Doctrina Social de la Iglesia, la visión católica de la Economía

La economía como ciencia social tuvo varias interpretaciones a lo largo de la historia, variando entre las 2 vertientes más famosas que dividen el mundo en una cosmovisión bipolar: el capitalismo y el socialismo. Sin embargo, ya a mediados de la Edad Media surgió una propuesta que, de ser recuperada, podría revolucionar los paradigmas actuales de la economía.

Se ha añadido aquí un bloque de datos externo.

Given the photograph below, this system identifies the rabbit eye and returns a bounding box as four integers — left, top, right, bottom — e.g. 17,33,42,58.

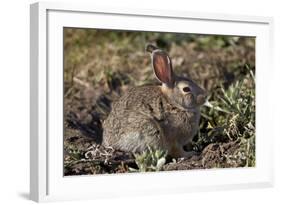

A lo largo de su desarrollo histórico, la Doctrina Social de la Iglesia ofrece una perspectiva que no se alinea completamente ni con el liberalismo ni con el marxismo. Desde las reflexiones de la Escuela de Salamanca hasta las encíclicas sociales, la tradición católica ha insistido en que la economía no puede considerarse sólo como una técnica neutral, sino como una actividad profundamente vinculada a la moral y a la dignidad de la persona humana. Principios como el salario justo, la solidaridad y el desarrollo integral reflejan una concepción de la economía que trasciende la lógica puramente material o productiva. Desde esta perspectiva, el progreso no se mide únicamente por el crecimiento económico, sino por la capacidad de las sociedades para promover condiciones de vida más humanas, donde la dignidad, la justicia y la responsabilidad mutua ocupen un lugar central.